Again, the case you describe is no different than any other overload of a power supply. The current peaks at some maximum value, and the supply may overheat and burn oout/explode/whatever.
Okay, so lets say you have a battery, switch and a capacitor - no resistor. You press the switch so the capacitor is instantly connected to the battery. That’s a pretty fast dv/dt…do I risk damaging the battery by doing this? I’ve certainly done it with no (apparently) ill effects.
(also, not sure why you introduced AC. I’m talking DC from a battery here.)
Except that the battery and capacitor both have internal resistances that are non-negligible. It is the battery’s internal resistance that causes the current limit. Your “perfect battery” in the OP would not have a current limit!
There is also some resistance in the wiring and in the switch, and inductance in all elements of the circuit, but these can usually be ignored as their effects are swamped by internal resistance.
The dv/dt when the switch is closed will be determined, to a first approximation, by the following parameters:
the battery voltage (or, if the capacitor is not totally discharged, the voltage difference between the two)
the capacitance value
the internal resistances (and, usually to a lesser extent the internal inductances) of the battery and capacitor.
Your statement above:
Suggests that you think that you get to decide both the dV/dt and the current flow (which you want to be greater than a known maximum). In the real world, you don’t get to define both; the values are not independent.
Q.E.D. brings up AC because the situation you are describing is not a “steady-state situation”. Whenever you have a change in conditions (i.e. switch closure leading to current flowing where there previously was none), you need to consider impedance and reactance.
The terms DC and AC can be confusing because they serve “double duty”. Sometimes AC is used strictly to mean that the voltage alternates between positive and negative values with respect to zero, but it can also mean that it’s a varying voltage of constant sign.
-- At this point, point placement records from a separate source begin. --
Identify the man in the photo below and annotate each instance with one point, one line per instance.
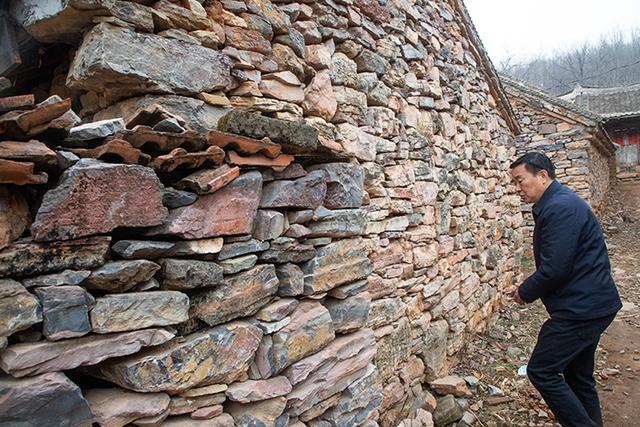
(573, 280)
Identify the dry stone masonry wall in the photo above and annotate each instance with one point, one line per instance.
(262, 214)
(582, 152)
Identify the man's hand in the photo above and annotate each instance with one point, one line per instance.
(517, 298)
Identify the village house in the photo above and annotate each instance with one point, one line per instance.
(620, 109)
(573, 137)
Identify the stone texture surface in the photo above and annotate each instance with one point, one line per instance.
(344, 185)
(252, 391)
(330, 370)
(131, 311)
(259, 413)
(14, 215)
(348, 257)
(115, 59)
(112, 407)
(238, 296)
(106, 202)
(307, 192)
(349, 314)
(120, 276)
(291, 136)
(25, 259)
(213, 356)
(65, 311)
(310, 329)
(39, 399)
(35, 358)
(186, 274)
(19, 308)
(228, 211)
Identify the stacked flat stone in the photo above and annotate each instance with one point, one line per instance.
(283, 214)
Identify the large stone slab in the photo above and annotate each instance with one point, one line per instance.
(358, 400)
(335, 264)
(94, 197)
(115, 61)
(295, 137)
(120, 276)
(231, 210)
(185, 274)
(307, 192)
(65, 278)
(351, 313)
(238, 296)
(252, 391)
(65, 311)
(139, 310)
(262, 413)
(218, 355)
(198, 115)
(393, 350)
(340, 223)
(14, 215)
(36, 401)
(310, 330)
(35, 358)
(18, 308)
(345, 183)
(117, 407)
(54, 22)
(26, 259)
(329, 371)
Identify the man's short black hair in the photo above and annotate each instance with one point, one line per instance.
(534, 162)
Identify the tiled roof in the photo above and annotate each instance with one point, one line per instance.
(532, 90)
(607, 101)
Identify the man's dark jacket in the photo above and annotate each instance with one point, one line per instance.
(573, 274)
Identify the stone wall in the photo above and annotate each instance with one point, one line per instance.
(581, 151)
(274, 213)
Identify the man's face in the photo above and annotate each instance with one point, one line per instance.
(530, 186)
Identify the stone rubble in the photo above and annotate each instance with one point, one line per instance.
(298, 222)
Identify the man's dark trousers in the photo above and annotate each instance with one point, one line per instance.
(568, 347)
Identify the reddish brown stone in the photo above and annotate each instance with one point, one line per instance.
(44, 112)
(14, 215)
(38, 357)
(150, 115)
(180, 158)
(118, 407)
(30, 259)
(282, 161)
(116, 149)
(319, 99)
(373, 10)
(181, 17)
(20, 173)
(20, 102)
(209, 180)
(31, 151)
(246, 39)
(207, 412)
(245, 145)
(230, 210)
(147, 139)
(94, 197)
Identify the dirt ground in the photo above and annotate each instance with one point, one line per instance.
(503, 398)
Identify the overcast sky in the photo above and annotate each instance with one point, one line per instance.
(523, 29)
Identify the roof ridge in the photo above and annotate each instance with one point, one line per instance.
(534, 90)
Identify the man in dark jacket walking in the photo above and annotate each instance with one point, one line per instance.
(573, 280)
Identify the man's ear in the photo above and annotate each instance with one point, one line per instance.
(544, 173)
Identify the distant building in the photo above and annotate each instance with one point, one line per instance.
(574, 138)
(620, 109)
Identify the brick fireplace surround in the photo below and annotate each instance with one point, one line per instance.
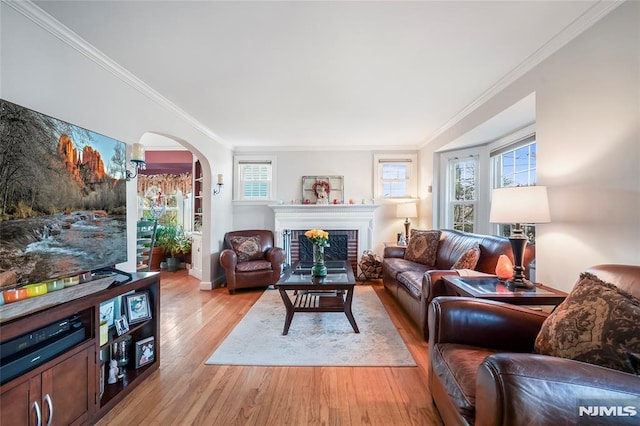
(353, 220)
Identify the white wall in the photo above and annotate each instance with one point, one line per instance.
(588, 138)
(42, 72)
(358, 170)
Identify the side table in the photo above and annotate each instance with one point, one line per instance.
(492, 288)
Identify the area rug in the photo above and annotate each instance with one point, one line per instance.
(314, 339)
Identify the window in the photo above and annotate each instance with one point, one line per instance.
(395, 176)
(255, 178)
(463, 193)
(515, 165)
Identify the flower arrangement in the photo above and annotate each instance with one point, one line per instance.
(318, 237)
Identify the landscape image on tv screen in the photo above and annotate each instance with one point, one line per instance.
(62, 197)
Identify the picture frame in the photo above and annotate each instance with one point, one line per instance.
(333, 185)
(108, 312)
(145, 351)
(122, 326)
(137, 307)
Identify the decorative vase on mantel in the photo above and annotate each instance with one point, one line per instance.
(319, 269)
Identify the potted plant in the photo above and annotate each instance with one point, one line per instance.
(174, 243)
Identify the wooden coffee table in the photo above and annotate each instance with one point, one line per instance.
(493, 289)
(301, 292)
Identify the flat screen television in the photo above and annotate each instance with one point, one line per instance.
(62, 197)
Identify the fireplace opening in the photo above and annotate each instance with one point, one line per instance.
(336, 250)
(343, 245)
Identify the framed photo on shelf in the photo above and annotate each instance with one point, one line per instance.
(145, 351)
(108, 311)
(137, 307)
(330, 188)
(122, 326)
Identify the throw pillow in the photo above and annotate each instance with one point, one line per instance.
(423, 247)
(597, 323)
(468, 259)
(247, 248)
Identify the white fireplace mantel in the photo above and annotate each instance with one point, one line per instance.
(327, 217)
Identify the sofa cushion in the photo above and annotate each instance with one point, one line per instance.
(423, 247)
(412, 281)
(247, 248)
(597, 323)
(394, 266)
(457, 365)
(468, 259)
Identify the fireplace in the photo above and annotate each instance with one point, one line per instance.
(353, 221)
(343, 245)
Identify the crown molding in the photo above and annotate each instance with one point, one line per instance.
(571, 31)
(47, 22)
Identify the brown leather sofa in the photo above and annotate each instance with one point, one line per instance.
(414, 285)
(252, 273)
(482, 370)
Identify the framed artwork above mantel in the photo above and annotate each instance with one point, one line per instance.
(313, 186)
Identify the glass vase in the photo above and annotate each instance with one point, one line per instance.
(319, 269)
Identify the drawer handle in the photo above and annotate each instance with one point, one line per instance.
(47, 398)
(38, 414)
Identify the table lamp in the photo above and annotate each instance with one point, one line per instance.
(517, 205)
(407, 210)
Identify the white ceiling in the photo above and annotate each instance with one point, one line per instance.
(379, 75)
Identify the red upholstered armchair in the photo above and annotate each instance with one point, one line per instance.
(250, 260)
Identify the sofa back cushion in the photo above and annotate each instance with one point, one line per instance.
(423, 246)
(454, 244)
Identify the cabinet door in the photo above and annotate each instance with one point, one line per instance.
(67, 388)
(21, 403)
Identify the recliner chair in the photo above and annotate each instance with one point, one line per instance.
(250, 259)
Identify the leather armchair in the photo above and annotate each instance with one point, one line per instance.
(252, 273)
(482, 369)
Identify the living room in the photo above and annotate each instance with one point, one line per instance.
(585, 90)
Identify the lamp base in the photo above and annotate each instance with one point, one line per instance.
(519, 284)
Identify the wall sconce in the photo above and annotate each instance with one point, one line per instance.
(137, 161)
(220, 184)
(407, 210)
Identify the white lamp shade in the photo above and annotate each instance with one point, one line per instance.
(407, 210)
(520, 204)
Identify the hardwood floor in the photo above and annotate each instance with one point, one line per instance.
(185, 391)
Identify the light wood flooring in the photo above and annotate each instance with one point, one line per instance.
(185, 391)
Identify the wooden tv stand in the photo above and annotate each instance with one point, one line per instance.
(69, 384)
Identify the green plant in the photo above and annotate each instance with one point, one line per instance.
(173, 240)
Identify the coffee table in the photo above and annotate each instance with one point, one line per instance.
(493, 289)
(302, 292)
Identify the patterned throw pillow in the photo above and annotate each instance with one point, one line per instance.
(247, 248)
(597, 323)
(468, 259)
(423, 247)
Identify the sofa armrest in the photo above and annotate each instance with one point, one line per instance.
(520, 389)
(483, 323)
(394, 251)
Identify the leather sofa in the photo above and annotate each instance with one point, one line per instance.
(414, 284)
(482, 369)
(260, 272)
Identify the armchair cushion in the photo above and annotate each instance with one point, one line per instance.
(247, 248)
(468, 259)
(423, 247)
(253, 265)
(598, 323)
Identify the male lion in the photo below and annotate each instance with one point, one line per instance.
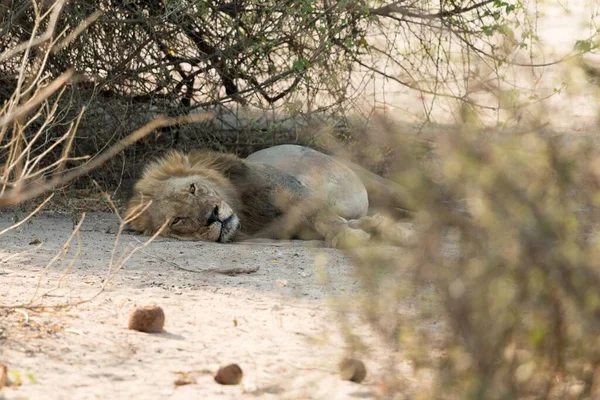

This is an example of the latter case.
This is a contradiction. A “perfect” battery can supply infinite current. A real battery can’t. Either way, you just plug the battery’s internal resistance into the equation and out comes the answer, whether you use R=0 for a perfect battery or R≠0 for a real battery.
And, as others have noted, real capacitors (and real wires) have non-zero resistances. They also have non-zero inductances. These factors also act to reduce the actual current that flows through the capacitor.
This reminds of the question of a ladder leaning against a wall that you drag the bottom end away from the wall at a constant velocity and calculate the downwards speed of the other end (the one in contact with the wall) as exceeding the speed of light at the very last instant before it hits the ground. The only explanation is that it is impossible to drag the other end at a constant velocity. In this case, there are no perfect batteries, no pure capacitances, no resistanceless wires and if you suppose there are why should the violation of other laws of physics be a surprise?
I thought the explanation was that the Earth’s gravity is incapable of accelerating an object beyond it’s own escape velocity, which is nowhere near the speed of light.
If the battery, switch, capacitor, and conductors are modeled as “ideal,” and there’s no resistor in the circuit, then the circuit would blow up and the universe would self-destruct.
But let’s say you build this circuit anyway. You flip the switch and… nothing extraordinary happens. The fact that you’re still alive proves there must be series resistance (and/or series inductance) in the circuit.
Probably not, unless the capacitor was really big. I’d be more concerned about harming the capacitor.